Private sector employers argue that the government, which is supposed to be a model employer, often uses its elaborate legislative and police powers. But they do not have any choice. They have to face a strike and attempt negotiations with striking employees.

There are questions related to the definition of essential. There are questions related to the criteria for defining essential services and duration for which an industry can be called as an essential service in order to prohibit strikes or protests.

ESMAs empower the government to define any economic activity as essential. It is an example of a dangerous weaponization of the government.

What is the ILO stand on right to strike?

The ILO has constructed the principles on the right to strike. The basic principle is that workers enjoy the right to strike. It is one of the principal means to legitimately promote and defend their economic and social interests.

ILO recognizes “a general right to strike” while allowing for an imposition of restrictions on strikes by some categories of public servants and workers in essential services. There could be a prohibition of strike action during acute national emergencies.

The employees in essential services do not enjoy the right to strike.

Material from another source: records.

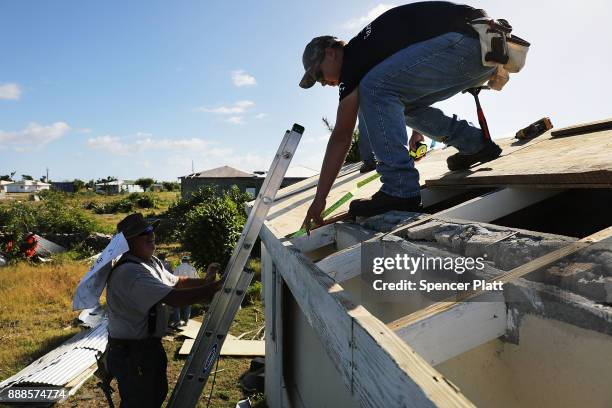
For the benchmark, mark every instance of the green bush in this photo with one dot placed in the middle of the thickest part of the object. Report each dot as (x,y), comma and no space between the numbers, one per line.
(53,215)
(211,230)
(253,294)
(127,204)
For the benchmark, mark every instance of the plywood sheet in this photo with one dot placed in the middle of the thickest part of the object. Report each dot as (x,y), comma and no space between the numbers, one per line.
(292,202)
(574,161)
(232,347)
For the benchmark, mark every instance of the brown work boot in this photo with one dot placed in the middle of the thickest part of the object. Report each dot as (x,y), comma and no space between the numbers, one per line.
(460,161)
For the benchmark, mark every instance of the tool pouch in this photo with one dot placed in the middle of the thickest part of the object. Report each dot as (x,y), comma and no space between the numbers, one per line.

Essential services are those where “the interruption of which would endanger the life, personal safety or health of the whole or part of the population”.

The question of essentiality will depend on the peculiarities prevalent in countries. It has identified essential services such as the hospital sector, and services such as electricity, water supply, telephone, and air traffic control. Strikes in these may even be prohibited or strictly regulated.

Where the right to strike is prohibited or strictly regulated, alternate dispute resolution mechanisms must be put in place. It has mentioned a negative list of industries which are not essential. It includes the transportation and education sectors.

What should be the government’s approach towards strikes?

Governments have entrusted them with wide powers to include any economic activity as essential. It is irresponsible, unwise and anti­democratic.

Democracy means an equitable distribution of power. But, ESMA monopolizes power while suppressing the democratic rights of stakeholders.

India is a pluralistic democracy where protests hold an important place. Their sanctity needs to be respected by the government.

Social dialogue rather than authoritarian measures will promote amicable and long-lasting solutions.